Belly Button Biodiversity Project at North Carolina State University

 Our president made the following statement this week:

“I do not want, and I will not accept, a deal in which…I’m able to keep hundreds of thousands of dollars in additional income that I don’t need, while a parent out there who is struggling to figure out how to send their kid to college suddenly finds that they’ve got a couple thousand dollars less in grants or student loans.”

The Marxist ideology in the president’s view has been covered here in another article. However, my interest was piqued when I read about the “Belly Button Biodiversity Project” at NC State since I have a degree in Microbiology. Although I could find no information about the funding of this project, the cost to culture bacterial samples is minimal compared to most research.

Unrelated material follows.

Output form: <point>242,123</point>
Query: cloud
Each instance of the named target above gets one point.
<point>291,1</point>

Will this research provide any medical breakthroughs? Not unless a microbe to turn CO2 and H20 into C8H18 (octane) was found. Do you want the government redistributing the fruits of your labor to investigate belly buttons?

David DeGerolamo

Human Belly Button Is Home to Hundreds of Never-Before-Seen Species

Scientists sampling DNA strains from the navels of  volunteer donors have found 662 microbes that are apparently new to science, showing that the human navel is apparently a  ripe environment for bacteria.

The Belly Button Biodiversity Project, run by  scientists at North Carolina State University in Raleigh, has been analyzing navel  swabs from a host of volunteers, as New Scientist explains. So far, they’ve found 1,400 distinct  bacterial strains, nearly half of which have never been seen before.